Often modeling is simplified to represent tracer transport in a one-dimensional setting with a storage mechanism (e.g., Hays, 1966; Thackston and Schnelle, 1970; Valentine and Wood, 1979; Bencala and Walters, 1983; Jackman et al., 1984; Kim et al., 1992; Wörman, 1998; Bencala et al., 2011). The basic One-Dimensional Transport with Inflow and Storage (OTIS) code developed by the United States Geological Survey is widely used and usually applied before more sophisticated modeling is attempted (e.g., Runkel and Chapra, 1993; Runkel et al., 1998). A limitation is that OTIS allows the adjustment of only a few parameters, whereas the transport process is generally more complicated (e.g., Choi et al. 2000; Runkel, 2002; Bencala et al., 2011). Improvements to this code incorporate additional field characterization to include other components in the exchange analyses (e.g., Haggerty et al., 2000; O’Connor et al., 2010; Worman et al., 2002; Boano et al., 2007). The STAMMTL model adds multi-rate mass transfer to transport models (Haggerty and Reeves, 2002). The Solute Transport in Rivers Model includes the designation of separate storage locations and the timing of hyporheic exchanges (Marion et al., 2008). Refer to Boano and others (2014) for a more complete discussion of tracer modeling methods.

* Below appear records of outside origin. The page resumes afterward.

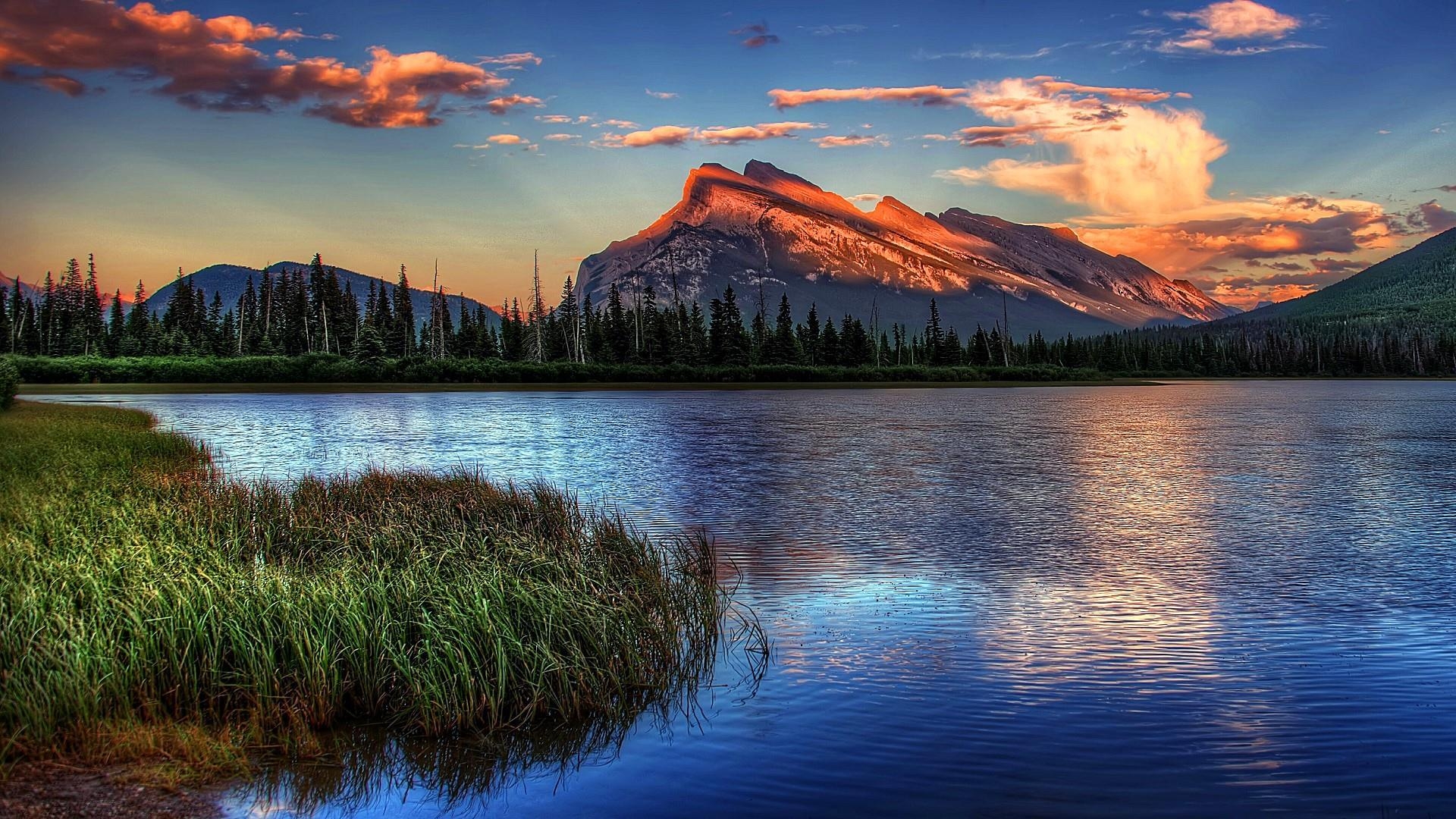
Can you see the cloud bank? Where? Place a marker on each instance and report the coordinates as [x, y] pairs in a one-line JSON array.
[[213, 64]]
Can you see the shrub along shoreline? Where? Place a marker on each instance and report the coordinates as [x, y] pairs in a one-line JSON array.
[[335, 369], [149, 605]]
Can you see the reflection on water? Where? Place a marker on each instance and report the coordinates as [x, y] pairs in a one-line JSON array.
[[1200, 598]]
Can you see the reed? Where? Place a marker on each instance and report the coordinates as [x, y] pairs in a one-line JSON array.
[[140, 588]]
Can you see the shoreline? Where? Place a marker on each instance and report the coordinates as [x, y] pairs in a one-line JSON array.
[[143, 388], [623, 623]]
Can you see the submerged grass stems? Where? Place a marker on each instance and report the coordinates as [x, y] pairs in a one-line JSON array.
[[139, 589]]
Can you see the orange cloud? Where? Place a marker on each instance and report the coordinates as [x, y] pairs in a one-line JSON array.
[[921, 95], [1260, 28], [1142, 171], [1120, 158], [209, 63], [854, 140], [715, 136], [563, 118]]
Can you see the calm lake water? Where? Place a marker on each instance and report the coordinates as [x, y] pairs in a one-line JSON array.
[[1185, 599]]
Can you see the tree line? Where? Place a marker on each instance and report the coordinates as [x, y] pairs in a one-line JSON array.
[[308, 311]]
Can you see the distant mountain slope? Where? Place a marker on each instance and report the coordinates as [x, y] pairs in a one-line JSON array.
[[231, 280], [770, 228], [28, 289], [1417, 284]]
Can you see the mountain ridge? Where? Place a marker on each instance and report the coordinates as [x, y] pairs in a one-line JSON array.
[[1416, 283], [774, 229]]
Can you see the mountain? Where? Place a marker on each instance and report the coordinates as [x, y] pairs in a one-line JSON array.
[[231, 280], [778, 231], [1417, 284], [27, 289]]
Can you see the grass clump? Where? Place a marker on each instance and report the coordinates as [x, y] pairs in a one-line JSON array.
[[142, 589]]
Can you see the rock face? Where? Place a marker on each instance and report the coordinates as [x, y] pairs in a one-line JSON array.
[[774, 231]]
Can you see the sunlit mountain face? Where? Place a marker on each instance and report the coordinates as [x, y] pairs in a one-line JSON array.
[[1257, 152], [769, 231]]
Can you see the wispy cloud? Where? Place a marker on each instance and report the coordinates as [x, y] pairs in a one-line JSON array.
[[852, 140], [1141, 169], [563, 118], [990, 53], [714, 136], [835, 30], [1229, 28], [921, 95], [213, 64], [519, 58], [756, 36]]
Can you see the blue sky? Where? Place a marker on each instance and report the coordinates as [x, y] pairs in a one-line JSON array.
[[1326, 127]]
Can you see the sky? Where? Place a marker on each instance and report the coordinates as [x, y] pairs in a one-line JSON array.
[[1258, 150]]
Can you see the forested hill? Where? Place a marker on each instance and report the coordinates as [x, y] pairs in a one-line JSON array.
[[1414, 287], [229, 281]]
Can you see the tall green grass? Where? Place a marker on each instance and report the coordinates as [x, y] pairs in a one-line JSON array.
[[139, 586]]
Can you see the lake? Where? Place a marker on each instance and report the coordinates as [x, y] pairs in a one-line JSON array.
[[1204, 598]]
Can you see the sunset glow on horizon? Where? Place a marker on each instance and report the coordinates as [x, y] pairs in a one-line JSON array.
[[1260, 152]]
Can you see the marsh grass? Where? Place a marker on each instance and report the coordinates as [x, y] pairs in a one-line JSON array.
[[147, 602]]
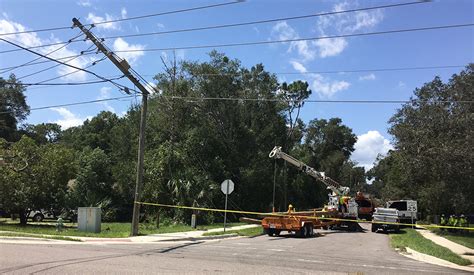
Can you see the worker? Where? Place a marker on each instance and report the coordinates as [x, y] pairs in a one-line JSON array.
[[463, 221], [290, 209], [456, 221], [451, 222], [342, 207], [443, 222]]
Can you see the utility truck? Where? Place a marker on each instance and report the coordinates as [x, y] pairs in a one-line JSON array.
[[407, 210], [340, 213]]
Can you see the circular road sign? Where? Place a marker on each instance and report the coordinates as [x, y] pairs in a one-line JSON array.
[[224, 185]]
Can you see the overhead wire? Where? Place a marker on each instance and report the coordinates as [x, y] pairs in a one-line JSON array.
[[46, 54], [65, 64], [54, 66], [62, 83], [244, 23], [255, 99], [127, 19], [301, 39]]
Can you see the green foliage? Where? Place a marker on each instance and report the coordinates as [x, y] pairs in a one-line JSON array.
[[34, 176], [93, 183], [431, 162], [414, 240], [13, 107]]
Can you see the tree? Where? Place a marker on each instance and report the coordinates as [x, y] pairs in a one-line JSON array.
[[93, 183], [13, 107], [34, 176], [432, 162], [43, 133]]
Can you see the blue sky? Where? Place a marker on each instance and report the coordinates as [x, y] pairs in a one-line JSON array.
[[369, 122]]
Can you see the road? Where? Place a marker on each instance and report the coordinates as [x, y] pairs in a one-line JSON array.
[[334, 252]]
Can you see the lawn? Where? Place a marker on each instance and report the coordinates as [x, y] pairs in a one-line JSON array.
[[414, 240], [18, 234], [466, 238], [247, 232], [109, 230]]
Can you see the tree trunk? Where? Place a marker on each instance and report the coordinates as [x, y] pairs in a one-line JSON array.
[[23, 217]]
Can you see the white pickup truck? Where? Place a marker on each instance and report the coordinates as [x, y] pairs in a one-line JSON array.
[[385, 219], [407, 210]]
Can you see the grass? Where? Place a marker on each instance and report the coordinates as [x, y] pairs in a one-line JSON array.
[[109, 230], [247, 232], [466, 238], [16, 234], [414, 240]]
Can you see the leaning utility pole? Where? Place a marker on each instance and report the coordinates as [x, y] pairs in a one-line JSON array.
[[124, 67]]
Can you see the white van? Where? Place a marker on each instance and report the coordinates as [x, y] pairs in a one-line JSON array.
[[407, 210]]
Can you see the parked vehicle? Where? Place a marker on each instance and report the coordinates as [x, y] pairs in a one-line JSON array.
[[41, 214], [407, 210], [385, 219]]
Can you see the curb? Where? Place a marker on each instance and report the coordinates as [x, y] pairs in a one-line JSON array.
[[215, 237], [418, 256]]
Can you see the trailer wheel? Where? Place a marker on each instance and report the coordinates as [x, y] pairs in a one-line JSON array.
[[308, 230], [38, 218], [302, 232], [374, 228]]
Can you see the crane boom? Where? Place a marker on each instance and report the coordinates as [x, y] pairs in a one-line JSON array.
[[330, 183]]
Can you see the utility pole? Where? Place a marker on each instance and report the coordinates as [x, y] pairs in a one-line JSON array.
[[124, 67]]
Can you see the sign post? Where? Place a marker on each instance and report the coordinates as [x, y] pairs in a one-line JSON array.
[[227, 187]]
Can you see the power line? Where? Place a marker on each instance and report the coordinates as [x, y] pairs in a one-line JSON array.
[[126, 19], [62, 83], [339, 71], [54, 66], [65, 64], [44, 61], [242, 23], [301, 39], [315, 100], [74, 103], [47, 54], [254, 100]]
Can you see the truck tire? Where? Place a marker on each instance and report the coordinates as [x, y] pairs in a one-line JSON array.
[[38, 218], [309, 230], [374, 228]]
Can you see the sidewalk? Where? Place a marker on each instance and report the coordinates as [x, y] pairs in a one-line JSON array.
[[178, 236], [462, 251]]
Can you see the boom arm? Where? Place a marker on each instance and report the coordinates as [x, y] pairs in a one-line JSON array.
[[330, 183]]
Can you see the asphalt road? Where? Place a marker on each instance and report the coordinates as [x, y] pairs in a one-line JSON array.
[[334, 252]]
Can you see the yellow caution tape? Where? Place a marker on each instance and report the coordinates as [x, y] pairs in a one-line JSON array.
[[296, 216]]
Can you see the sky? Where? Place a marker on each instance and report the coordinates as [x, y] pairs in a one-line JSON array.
[[442, 47]]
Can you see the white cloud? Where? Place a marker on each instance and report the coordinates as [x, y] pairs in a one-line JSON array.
[[124, 13], [131, 57], [344, 23], [324, 87], [68, 118], [84, 3], [32, 39], [327, 88], [330, 47], [160, 26], [92, 18], [283, 31], [368, 147], [298, 66], [28, 39], [367, 77], [104, 94]]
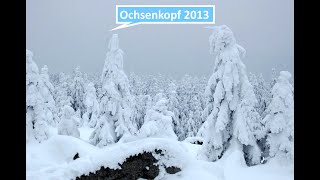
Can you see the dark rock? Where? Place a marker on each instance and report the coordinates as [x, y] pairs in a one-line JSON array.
[[134, 167], [76, 156], [172, 170]]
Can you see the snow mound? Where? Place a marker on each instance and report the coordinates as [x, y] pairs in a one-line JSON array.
[[60, 150], [194, 140]]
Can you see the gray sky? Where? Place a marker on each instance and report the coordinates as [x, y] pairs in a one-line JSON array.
[[65, 33]]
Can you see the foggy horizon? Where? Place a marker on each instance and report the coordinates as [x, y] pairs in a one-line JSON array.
[[67, 34]]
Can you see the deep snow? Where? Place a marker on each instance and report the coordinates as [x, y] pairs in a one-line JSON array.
[[52, 160]]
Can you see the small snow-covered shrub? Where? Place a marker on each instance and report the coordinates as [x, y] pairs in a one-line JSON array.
[[158, 122], [69, 123]]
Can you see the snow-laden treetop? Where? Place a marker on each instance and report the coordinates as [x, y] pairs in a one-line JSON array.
[[114, 43], [223, 38]]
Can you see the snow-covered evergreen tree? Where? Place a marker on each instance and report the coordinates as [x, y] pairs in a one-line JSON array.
[[230, 100], [48, 95], [116, 105], [36, 119], [279, 121], [173, 105], [62, 93], [158, 121], [69, 123], [91, 115], [273, 77], [261, 91], [77, 92]]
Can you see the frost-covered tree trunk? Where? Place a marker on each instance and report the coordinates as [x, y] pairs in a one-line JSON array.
[[69, 123], [36, 119], [48, 95], [173, 105], [158, 121], [261, 91], [116, 104], [279, 121], [62, 94], [77, 92], [91, 115], [230, 107]]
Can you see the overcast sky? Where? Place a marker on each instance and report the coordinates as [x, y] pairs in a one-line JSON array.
[[65, 33]]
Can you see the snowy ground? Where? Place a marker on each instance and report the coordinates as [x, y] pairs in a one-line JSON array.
[[52, 160]]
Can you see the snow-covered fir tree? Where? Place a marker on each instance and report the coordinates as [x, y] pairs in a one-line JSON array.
[[48, 95], [91, 116], [77, 92], [62, 93], [116, 104], [158, 121], [261, 91], [69, 123], [230, 98], [36, 116], [279, 121], [173, 105]]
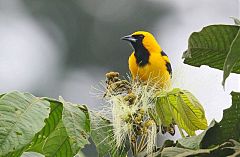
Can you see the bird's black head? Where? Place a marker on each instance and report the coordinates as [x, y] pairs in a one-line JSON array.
[[135, 39]]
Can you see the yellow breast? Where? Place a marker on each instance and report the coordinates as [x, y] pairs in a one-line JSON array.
[[155, 72]]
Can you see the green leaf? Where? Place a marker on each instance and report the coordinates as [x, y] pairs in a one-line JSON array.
[[223, 150], [102, 136], [193, 142], [53, 120], [77, 123], [58, 143], [236, 20], [210, 46], [187, 111], [217, 133], [21, 117], [232, 58], [227, 128], [31, 154]]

As analysis techniques have advanced, new models account for varying exchange time scales (Haggerty et al., 2002; Gooseff et al., 2003ab) and multiple storage mechanisms (Harey and Fuller, 1998; Haggerty et al., 2009). Some researchers (e.g., Haggerty et al., 2009; Liao and Cipka, 2011; Liao et al., 2013) have developed methods to look at geochemical changes in water cycled in the hyporheic zone. Transient changes of stream channel depths and vegetation have been noted to change stream retention conditions and studies may need to account for changes in physical conditions of the stream (e.g., Harvey et al., 2003).